I told them there are two juji rolls that I would be teaching them: i) the one made famous by Alexander Iastkevich and ii) the one created by Neil Adams but that for today, I would focus on the former.
After demonstrating how the roll works, I got the players to do drills on them. I noticed that while most of them were able to execute the roll, many had difficulty keeping uke's head down after the roll. So, we did drills on those too.
The drills took up nearly an hour and we didn't have time to work on straightening the arm. That will have to wait for another day.
After a water break, I taught them tai-otoshi, highlighting the fact that it's a hand throw not a leg throw. I demonstrated the basic 3-step motion approach and then showed two variations: the cross grip version and the sleeve version.
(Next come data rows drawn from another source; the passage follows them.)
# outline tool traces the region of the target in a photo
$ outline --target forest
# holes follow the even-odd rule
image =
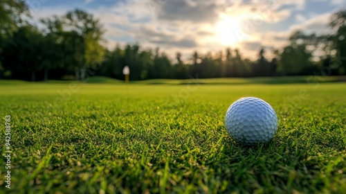
[[[182,58],[187,53],[168,55],[139,44],[109,49],[104,46],[102,24],[80,9],[42,18],[36,24],[30,19],[24,1],[0,0],[0,79],[83,80],[89,73],[123,80],[125,65],[132,80],[197,74],[200,78],[346,75],[346,10],[331,15],[326,26],[329,34],[295,31],[284,48],[259,48],[255,60],[242,56],[237,48],[195,51],[188,60]],[[273,57],[266,58],[266,52]]]

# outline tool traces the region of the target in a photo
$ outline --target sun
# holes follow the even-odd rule
[[[244,39],[240,18],[224,16],[215,25],[216,39],[223,45],[235,46]]]

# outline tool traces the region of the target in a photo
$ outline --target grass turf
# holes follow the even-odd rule
[[[213,84],[220,80],[230,85]],[[118,82],[2,81],[12,157],[11,188],[3,165],[0,193],[346,191],[345,83],[147,82],[127,90]],[[228,136],[226,111],[243,96],[276,111],[271,141],[246,147]]]

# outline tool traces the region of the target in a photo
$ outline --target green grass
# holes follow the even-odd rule
[[[73,91],[69,82],[1,81],[12,158],[11,189],[0,181],[0,193],[345,192],[346,83],[262,79],[148,80],[128,90],[79,82]],[[243,96],[276,111],[270,142],[243,146],[228,134],[226,111]]]

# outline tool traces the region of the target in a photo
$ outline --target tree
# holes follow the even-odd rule
[[[27,72],[30,72],[30,80],[36,80],[36,72],[42,69],[42,39],[37,28],[30,25],[21,26],[14,33],[3,52],[4,68],[12,72],[12,78],[28,78]]]
[[[11,39],[18,27],[25,22],[24,16],[29,17],[28,8],[22,0],[0,0],[0,78],[6,72],[3,51],[11,44]],[[10,74],[10,71],[7,71]],[[8,74],[8,75],[9,75]]]
[[[341,73],[346,75],[346,10],[334,13],[331,17],[329,26],[336,32],[331,35],[333,48],[336,50],[337,65]]]

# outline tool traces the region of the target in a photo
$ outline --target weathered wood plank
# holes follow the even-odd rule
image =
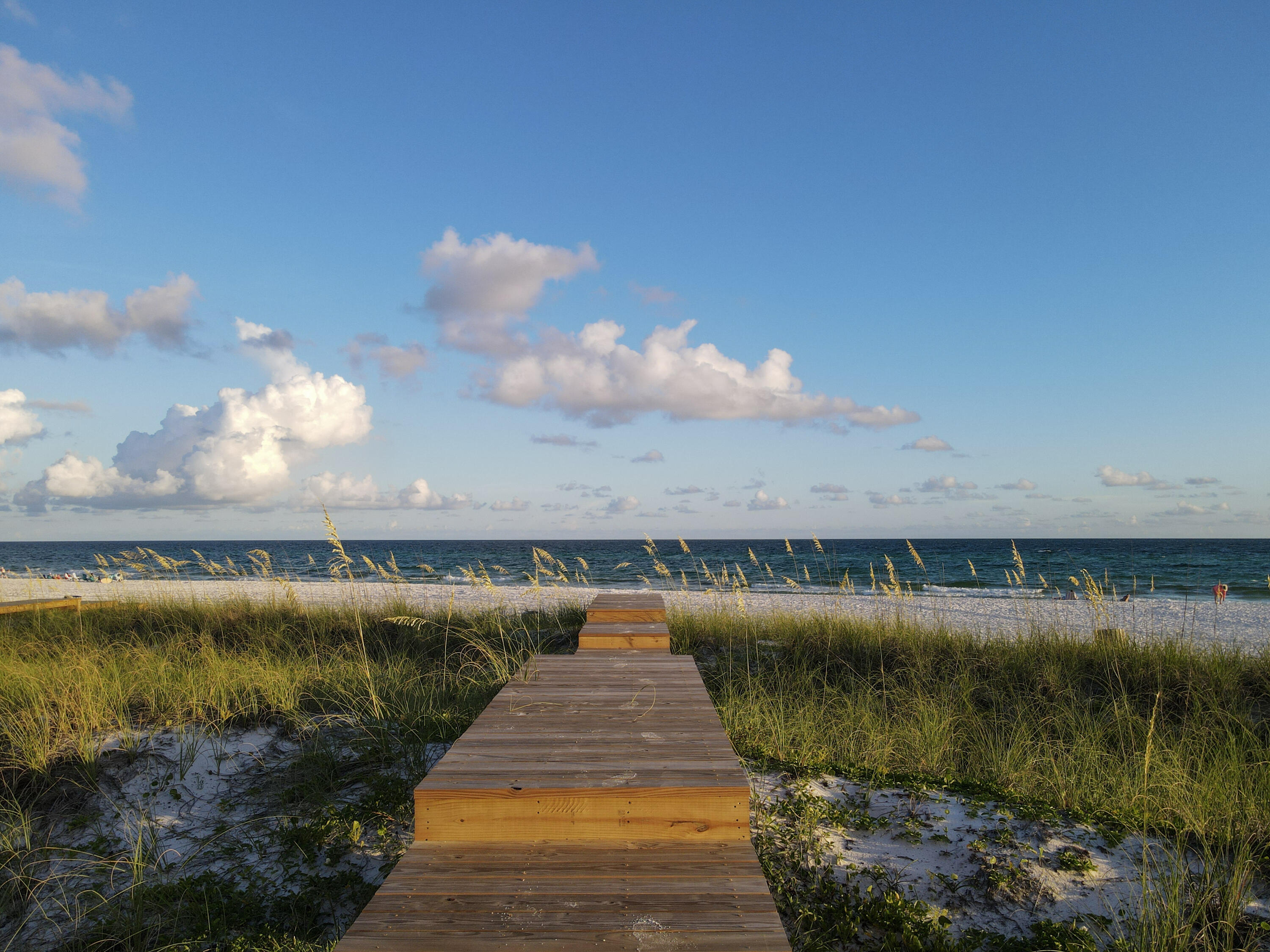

To learn the technique, the players did uchikomi followed by nagekomi.
Before we knew it, it was randori time and we had many guests show up. With so many players on the mat, we did randori motodachi style where a bunch of players would stand out there for two rounds in a row and then they'd be replaced by another set of players who would stay on for two rounds in a row. And this went on and on until we were too tired.
There were a few minor injuries which is to be expected and a couple of scares but those injuries turned out to be not-that-serious, so we are thankful. We are also grateful that there are judo players around who appreciate randori and want to join us to have a good sparring session. This type of collaboration for mutual benefit is what judo is all about and it's what KL Judo Club is all about too.